MostLime
/

lcm-chess

+---
+language:
+- en
+license: mit
+tags:
+- chess
+- transformer
+- gqa
+- hybrid
+- reinforcement-learning
+- game
+library_name: custom
+pipeline_tag: text-generation
+datasets:
+- MostLime/chess-elite-uci
+---
+# LCM — Liquid Chess Model
+A 29.2M parameter hybrid transformer trained to play chess, built from scratch. LCM uses a novel combination of GQA attention and LIV convolution blocks from Liquid AI's LFM2 architecture, trained with dual NTP + TOP objectives on ~8 million chess games.
+---
+## Architecture
+LCM is a hybrid transformer with two interleaved block types, distributed evenly across 16 layers using a Bresenham algorithm:
+- **6 GQA blocks** — Grouped Query Attention (8 query heads, 2 KV heads) with RoPE positional embeddings and SwiGLU FFN
+- **10 LIV blocks** — Local Input-dependent Value causal convolution (kernel size 4), efficient for local sequential patterns
+- **LRM** — Learnable Rate Multipliers on every block, stabilizing training dynamics
+- **Weight tying** — Embedding and NTP head share weights
+Layer pattern: `GQA LIV LIV GQA LIV LIV GQA LIV LIV GQA LIV LIV GQA LIV LIV GQA`
+| Parameter | Value |
+|-----------|-------|
+| Parameters | 29.2M |
+| d_model | 512 |
+| Layers | 16 (6 GQA + 10 LIV) |
+| Attention heads | 8Q / 2KV |
+| Context length | 255 tokens |
+| Vocab size | 1,977 |
+---
+## Training
+LCM was trained on a combined dataset of ~7.9M chess games:
+- [Chess Elite UCI](https://huggingface.co/datasets/MostLime/chess-elite-uci) — 7.8M games with an average Lichess-rated elo of 2600 per player
+- ~100k additional OTB & outside of Lichess games from private sources
+**Tokenization:** Each game is encoded as a sequence of UCI move strings (`e2e4`, `g1f3`, etc.), prepended with a POV token (`<W>` or `<B>`) indicating the side to predict for.
+**Training objectives:**
+- **NTP (Next Token Prediction, weight=0.30):** Predicts the next move given the sequence so far, applied only to the winning side's moves to avoid teaching losing play.

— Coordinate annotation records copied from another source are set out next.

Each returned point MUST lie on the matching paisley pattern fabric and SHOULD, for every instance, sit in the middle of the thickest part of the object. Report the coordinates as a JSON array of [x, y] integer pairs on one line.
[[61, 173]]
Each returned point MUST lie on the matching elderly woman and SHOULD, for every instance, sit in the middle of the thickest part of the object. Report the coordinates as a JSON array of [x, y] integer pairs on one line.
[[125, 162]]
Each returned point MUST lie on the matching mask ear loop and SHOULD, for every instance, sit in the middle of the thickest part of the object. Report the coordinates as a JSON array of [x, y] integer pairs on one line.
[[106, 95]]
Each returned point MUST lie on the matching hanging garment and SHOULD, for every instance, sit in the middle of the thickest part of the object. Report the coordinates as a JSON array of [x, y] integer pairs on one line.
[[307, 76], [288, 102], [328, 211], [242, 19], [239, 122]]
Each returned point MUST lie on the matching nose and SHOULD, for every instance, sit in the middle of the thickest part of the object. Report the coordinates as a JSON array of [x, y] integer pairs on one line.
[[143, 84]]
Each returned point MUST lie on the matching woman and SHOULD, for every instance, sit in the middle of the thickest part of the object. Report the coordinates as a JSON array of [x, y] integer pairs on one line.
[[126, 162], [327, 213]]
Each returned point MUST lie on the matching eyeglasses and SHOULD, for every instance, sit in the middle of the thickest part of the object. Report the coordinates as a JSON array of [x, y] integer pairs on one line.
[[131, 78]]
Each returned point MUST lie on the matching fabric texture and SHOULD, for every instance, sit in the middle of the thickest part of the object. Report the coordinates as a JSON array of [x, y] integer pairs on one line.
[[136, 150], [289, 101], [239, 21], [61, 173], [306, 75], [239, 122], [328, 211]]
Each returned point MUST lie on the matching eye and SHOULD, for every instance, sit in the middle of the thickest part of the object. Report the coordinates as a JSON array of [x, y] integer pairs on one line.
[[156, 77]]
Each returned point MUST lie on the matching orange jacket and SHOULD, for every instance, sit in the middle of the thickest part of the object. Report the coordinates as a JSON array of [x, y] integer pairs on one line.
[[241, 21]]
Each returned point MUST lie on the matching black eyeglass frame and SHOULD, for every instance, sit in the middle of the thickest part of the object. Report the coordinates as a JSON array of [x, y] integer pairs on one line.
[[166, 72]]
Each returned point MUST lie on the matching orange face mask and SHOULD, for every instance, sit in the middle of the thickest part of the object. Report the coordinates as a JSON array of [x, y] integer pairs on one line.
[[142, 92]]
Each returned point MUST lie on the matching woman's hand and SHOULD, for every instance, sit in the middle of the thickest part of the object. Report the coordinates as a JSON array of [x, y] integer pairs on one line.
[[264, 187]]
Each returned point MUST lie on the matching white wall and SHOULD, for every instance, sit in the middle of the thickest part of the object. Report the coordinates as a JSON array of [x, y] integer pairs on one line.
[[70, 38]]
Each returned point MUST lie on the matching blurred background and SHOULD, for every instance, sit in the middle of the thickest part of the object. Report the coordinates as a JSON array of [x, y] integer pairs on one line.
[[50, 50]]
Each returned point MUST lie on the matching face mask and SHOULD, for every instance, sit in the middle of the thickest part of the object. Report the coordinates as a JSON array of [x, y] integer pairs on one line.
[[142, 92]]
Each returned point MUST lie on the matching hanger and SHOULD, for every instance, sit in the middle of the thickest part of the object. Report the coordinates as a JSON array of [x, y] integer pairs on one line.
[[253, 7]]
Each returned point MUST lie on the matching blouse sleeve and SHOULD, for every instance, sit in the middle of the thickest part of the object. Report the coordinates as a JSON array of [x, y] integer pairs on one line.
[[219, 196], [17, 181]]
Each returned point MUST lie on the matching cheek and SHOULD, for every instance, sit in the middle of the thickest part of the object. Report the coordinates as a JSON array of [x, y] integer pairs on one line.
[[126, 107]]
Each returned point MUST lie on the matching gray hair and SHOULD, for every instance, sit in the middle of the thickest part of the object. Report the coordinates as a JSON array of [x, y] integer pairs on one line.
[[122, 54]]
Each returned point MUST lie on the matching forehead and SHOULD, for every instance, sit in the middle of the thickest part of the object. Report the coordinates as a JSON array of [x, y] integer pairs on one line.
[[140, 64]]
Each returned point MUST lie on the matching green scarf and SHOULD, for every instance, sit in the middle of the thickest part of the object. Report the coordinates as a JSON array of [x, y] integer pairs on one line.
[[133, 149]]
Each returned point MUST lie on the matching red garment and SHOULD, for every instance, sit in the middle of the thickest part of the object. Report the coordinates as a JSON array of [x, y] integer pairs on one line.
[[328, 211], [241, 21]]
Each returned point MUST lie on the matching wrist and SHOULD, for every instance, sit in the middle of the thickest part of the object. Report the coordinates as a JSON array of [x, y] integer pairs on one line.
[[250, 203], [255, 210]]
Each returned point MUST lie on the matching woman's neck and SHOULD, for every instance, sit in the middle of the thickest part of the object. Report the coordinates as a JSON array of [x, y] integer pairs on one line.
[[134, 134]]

+- **TOP (Token Order Prediction, weight=0.70):** Predicts the relative order of upcoming tokens in a future window, introduced in [Zuhri et al., 2026](https://arxiv.org/abs/2508.19228) and provides richer training indicator compared to NTP alone.
+**Optimizer:** Muon (2D params) + AdamW (1D params) + AdamW with LRM-specific weight decay
+---
+## Limitations & Future Work
+LCM represents an initial exploration of LFM2-style hybrid architectures for chess as well as TOP to teach the model how to predict future moves. Known limitations:
+- **Tactical blindness** — misses simple immediate threats and captures in some positions. Hypothesized cause: elite training data (2300+ Elo) rarely contains hanging pieces or one-move tactics, so the model never learned to detect them.
+- **Implicit board state** — the model reconstructs position purely from move history rather than an explicit board representation, making it impossible to use for puzzles or any other contexts that don't have full game context.
+- **No search** — LCM selects moves in a single forward pass with no tree search or lookahead.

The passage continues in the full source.